23 August, 2016

The mysterious affair of the US women's 4x100 m relay

I have started collecting material for a more detailed article on the Rio Olympics and I reached the point where I had to deal with the relays. And then I felt that I had to write something about the 4x100 m women's relay fiasco.

No, the fiasco is not one of the US team. I have a great respect for athletes and (with a reservation I will voice later in this post) I admire the members of the US female team. The fiasco is one of the instances and their dealing with this case. 

So, what did happen during the semi-finals? A. Felix reached the third relay runner, E. Gardner, and tried to pass her the baton. Gardner did not manage to hold it firmly and the baton slipped out of her hand. With an impressive demonstration of presence of mind the US team-mates recovered the baton and went on to finish the race so that they could file a protest (Had they abandoned, a protest would have been impossible).

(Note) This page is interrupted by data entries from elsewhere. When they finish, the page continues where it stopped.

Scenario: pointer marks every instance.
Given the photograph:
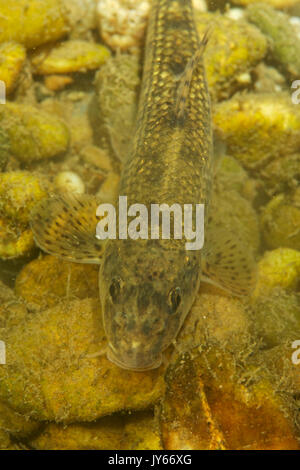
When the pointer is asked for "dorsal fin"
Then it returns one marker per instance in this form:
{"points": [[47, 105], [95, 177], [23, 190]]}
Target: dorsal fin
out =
{"points": [[186, 78]]}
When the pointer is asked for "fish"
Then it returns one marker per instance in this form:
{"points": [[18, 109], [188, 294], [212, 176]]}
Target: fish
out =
{"points": [[148, 286]]}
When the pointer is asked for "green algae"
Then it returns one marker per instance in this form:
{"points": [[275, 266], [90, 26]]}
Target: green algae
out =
{"points": [[284, 42]]}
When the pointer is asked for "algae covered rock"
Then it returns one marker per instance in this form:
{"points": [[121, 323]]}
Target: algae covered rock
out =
{"points": [[46, 281], [277, 317], [258, 128], [33, 134], [236, 215], [216, 317], [32, 22], [280, 221], [4, 148], [122, 23], [14, 425], [278, 268], [52, 371], [233, 49], [285, 46], [139, 431], [226, 406], [68, 57], [282, 174], [12, 58]]}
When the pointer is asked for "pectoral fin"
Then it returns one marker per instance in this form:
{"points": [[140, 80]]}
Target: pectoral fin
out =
{"points": [[228, 263], [65, 226]]}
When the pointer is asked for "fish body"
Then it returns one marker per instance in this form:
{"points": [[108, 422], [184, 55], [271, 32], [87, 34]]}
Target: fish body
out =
{"points": [[147, 286], [154, 282]]}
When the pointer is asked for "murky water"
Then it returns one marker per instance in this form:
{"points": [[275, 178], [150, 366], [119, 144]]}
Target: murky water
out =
{"points": [[71, 74]]}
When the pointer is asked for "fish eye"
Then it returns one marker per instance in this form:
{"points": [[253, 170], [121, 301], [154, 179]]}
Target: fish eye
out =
{"points": [[115, 289], [174, 298]]}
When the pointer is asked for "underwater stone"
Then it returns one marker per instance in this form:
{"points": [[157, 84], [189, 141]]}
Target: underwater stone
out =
{"points": [[257, 127], [70, 182], [281, 175], [226, 405], [115, 107], [47, 280], [4, 148], [284, 42], [50, 376], [233, 49], [138, 431], [33, 134], [69, 57], [276, 317], [12, 58], [122, 23], [278, 268], [280, 221]]}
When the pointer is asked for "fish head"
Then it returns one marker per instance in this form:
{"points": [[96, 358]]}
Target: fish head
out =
{"points": [[146, 290]]}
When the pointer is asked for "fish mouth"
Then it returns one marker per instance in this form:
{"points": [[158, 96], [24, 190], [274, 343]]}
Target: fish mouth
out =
{"points": [[112, 357]]}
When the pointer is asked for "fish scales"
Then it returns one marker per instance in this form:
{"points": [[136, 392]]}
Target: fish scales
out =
{"points": [[147, 287], [170, 162]]}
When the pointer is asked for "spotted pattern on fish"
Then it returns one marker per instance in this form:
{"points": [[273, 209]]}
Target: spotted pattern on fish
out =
{"points": [[147, 287]]}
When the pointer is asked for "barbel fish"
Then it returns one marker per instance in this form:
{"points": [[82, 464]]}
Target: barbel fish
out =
{"points": [[147, 287]]}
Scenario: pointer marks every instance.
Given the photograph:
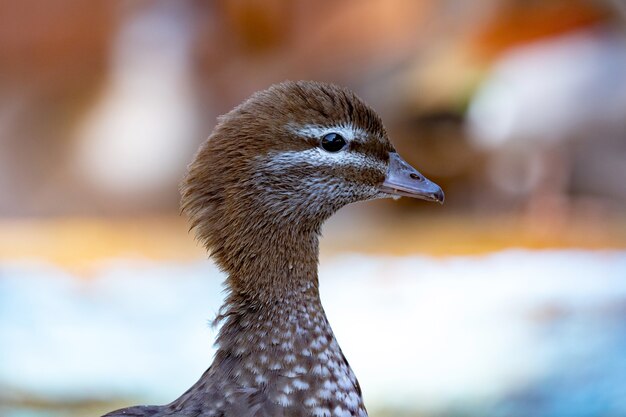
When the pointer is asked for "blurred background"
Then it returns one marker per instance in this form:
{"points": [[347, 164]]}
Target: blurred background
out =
{"points": [[508, 301]]}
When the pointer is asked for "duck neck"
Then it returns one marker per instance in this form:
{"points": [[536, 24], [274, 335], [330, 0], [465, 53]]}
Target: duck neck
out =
{"points": [[275, 335]]}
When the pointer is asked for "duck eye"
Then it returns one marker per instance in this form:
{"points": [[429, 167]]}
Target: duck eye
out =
{"points": [[333, 142]]}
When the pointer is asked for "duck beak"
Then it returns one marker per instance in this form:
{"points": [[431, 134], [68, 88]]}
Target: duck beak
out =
{"points": [[404, 180]]}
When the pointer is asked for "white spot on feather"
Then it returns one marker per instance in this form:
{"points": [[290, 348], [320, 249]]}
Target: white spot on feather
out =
{"points": [[321, 412]]}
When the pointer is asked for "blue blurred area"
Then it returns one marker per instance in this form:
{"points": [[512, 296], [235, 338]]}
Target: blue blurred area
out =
{"points": [[462, 335]]}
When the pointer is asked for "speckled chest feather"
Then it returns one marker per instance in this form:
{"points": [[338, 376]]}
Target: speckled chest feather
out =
{"points": [[257, 194]]}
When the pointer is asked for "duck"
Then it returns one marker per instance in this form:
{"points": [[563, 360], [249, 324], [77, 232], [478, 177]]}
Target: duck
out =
{"points": [[257, 193]]}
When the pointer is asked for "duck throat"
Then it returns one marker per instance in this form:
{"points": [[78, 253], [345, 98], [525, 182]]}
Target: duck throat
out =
{"points": [[275, 341]]}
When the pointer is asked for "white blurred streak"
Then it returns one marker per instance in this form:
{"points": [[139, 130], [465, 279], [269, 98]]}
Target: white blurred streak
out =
{"points": [[140, 134], [418, 331], [545, 96], [552, 91]]}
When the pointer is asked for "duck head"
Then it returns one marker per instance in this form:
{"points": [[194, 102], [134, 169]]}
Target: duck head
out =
{"points": [[288, 158]]}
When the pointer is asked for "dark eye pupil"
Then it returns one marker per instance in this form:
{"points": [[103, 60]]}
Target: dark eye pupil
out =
{"points": [[333, 142]]}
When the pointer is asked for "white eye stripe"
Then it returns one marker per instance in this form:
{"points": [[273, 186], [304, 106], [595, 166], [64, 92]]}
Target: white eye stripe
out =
{"points": [[348, 131], [319, 158]]}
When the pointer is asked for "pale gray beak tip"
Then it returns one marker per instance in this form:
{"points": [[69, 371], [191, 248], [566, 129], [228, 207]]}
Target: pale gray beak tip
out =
{"points": [[404, 180]]}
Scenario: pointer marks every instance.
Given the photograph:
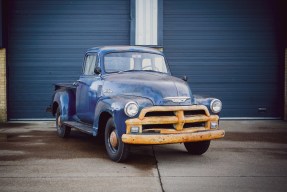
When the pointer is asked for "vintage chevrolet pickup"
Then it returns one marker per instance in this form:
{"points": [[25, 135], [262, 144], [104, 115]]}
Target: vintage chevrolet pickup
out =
{"points": [[127, 96]]}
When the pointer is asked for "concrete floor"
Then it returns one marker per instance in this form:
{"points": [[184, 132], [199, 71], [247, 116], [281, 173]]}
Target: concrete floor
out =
{"points": [[251, 157]]}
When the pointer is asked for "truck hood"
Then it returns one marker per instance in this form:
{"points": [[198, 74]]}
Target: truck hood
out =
{"points": [[161, 89]]}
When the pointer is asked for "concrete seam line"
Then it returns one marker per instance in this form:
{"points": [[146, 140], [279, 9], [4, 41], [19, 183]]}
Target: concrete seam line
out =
{"points": [[157, 168]]}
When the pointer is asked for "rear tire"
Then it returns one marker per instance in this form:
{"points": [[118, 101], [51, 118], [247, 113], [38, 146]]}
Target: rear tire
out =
{"points": [[197, 148], [116, 149], [62, 130]]}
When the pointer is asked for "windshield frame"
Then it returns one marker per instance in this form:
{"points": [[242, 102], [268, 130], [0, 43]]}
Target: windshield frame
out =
{"points": [[131, 51]]}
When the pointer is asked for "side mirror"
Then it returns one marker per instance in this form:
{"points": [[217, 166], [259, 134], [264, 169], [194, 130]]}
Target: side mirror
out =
{"points": [[184, 78], [97, 70]]}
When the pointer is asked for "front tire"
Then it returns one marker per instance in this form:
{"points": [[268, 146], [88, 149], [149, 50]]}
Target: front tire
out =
{"points": [[116, 149], [62, 130], [197, 148]]}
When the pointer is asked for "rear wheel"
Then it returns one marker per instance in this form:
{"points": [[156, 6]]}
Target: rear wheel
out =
{"points": [[62, 130], [116, 149], [197, 148]]}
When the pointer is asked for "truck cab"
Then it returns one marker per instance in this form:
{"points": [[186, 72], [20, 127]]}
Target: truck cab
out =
{"points": [[127, 96]]}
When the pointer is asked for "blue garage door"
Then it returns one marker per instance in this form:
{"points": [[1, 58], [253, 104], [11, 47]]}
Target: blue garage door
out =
{"points": [[230, 50], [46, 44]]}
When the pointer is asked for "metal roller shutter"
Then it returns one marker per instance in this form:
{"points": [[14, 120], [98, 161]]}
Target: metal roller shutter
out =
{"points": [[46, 44], [229, 50]]}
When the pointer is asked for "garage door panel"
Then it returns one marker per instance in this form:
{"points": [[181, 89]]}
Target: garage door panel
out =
{"points": [[229, 50]]}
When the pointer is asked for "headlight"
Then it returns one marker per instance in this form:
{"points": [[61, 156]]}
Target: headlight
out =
{"points": [[215, 105], [131, 109]]}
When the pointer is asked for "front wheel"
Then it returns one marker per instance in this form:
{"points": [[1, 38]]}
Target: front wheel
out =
{"points": [[197, 148], [62, 130], [116, 149]]}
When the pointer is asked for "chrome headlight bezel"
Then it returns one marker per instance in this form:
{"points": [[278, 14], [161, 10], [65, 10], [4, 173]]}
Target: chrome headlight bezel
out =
{"points": [[131, 109], [216, 106]]}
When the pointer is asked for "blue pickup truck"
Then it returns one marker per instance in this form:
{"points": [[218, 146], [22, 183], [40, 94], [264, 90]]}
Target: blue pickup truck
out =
{"points": [[127, 96]]}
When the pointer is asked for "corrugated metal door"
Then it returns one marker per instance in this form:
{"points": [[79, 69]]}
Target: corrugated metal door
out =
{"points": [[228, 49], [47, 41]]}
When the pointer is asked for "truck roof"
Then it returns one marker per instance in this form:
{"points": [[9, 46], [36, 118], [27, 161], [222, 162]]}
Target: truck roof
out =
{"points": [[108, 49]]}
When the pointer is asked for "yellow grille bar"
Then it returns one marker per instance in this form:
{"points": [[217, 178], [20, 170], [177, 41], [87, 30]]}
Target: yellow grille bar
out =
{"points": [[178, 120]]}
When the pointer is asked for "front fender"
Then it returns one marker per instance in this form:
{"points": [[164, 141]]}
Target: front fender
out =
{"points": [[115, 107], [65, 99]]}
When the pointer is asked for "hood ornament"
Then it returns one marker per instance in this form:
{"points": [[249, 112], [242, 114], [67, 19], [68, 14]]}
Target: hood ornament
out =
{"points": [[177, 99]]}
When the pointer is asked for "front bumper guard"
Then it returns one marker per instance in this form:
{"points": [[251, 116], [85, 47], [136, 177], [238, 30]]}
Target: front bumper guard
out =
{"points": [[155, 139]]}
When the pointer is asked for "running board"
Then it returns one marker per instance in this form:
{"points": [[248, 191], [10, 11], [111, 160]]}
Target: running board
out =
{"points": [[87, 128]]}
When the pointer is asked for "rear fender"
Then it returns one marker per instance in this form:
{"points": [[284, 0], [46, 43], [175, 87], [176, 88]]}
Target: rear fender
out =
{"points": [[65, 99]]}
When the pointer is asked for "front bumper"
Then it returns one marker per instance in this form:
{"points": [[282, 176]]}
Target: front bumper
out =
{"points": [[172, 124], [155, 139]]}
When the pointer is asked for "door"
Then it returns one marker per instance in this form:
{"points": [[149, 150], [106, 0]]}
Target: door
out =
{"points": [[84, 94]]}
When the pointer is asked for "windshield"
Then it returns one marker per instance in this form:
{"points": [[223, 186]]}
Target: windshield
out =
{"points": [[130, 61]]}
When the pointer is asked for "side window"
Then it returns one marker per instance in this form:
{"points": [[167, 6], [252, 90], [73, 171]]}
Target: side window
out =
{"points": [[90, 63]]}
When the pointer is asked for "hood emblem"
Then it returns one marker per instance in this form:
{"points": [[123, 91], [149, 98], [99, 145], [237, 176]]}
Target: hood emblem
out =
{"points": [[177, 99]]}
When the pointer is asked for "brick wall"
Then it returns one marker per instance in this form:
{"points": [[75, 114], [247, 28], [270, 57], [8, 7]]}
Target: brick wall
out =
{"points": [[3, 93]]}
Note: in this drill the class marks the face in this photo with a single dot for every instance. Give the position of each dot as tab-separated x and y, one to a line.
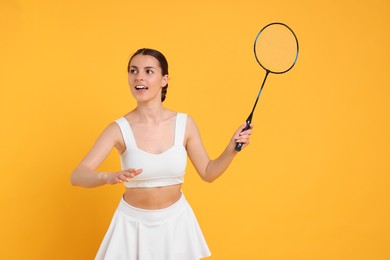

In the protest the US team argued that Felix had been elbowed by a brazilian athlete and had to throw the baton at Gardner who did not manage to grab it. Felix and Gardner initially did not try to recover the baton but started screaming in frustration. Only later the realisation that they had to finish the race set in and they went back to recover the baton. Felix declared:

“It just knocked me off. I mean, I was tripping, but I don't know, I was still trying to get it off, but I just...I couldn't.”

However a look at the video shows the brazilian runner turning her back to Felix. She does not see her coming and she is definitely not obstructing her: it is Felix who is bumping into her, which could even lead to disqualification of the US team (but that would have been too harsh a judgment indeed). 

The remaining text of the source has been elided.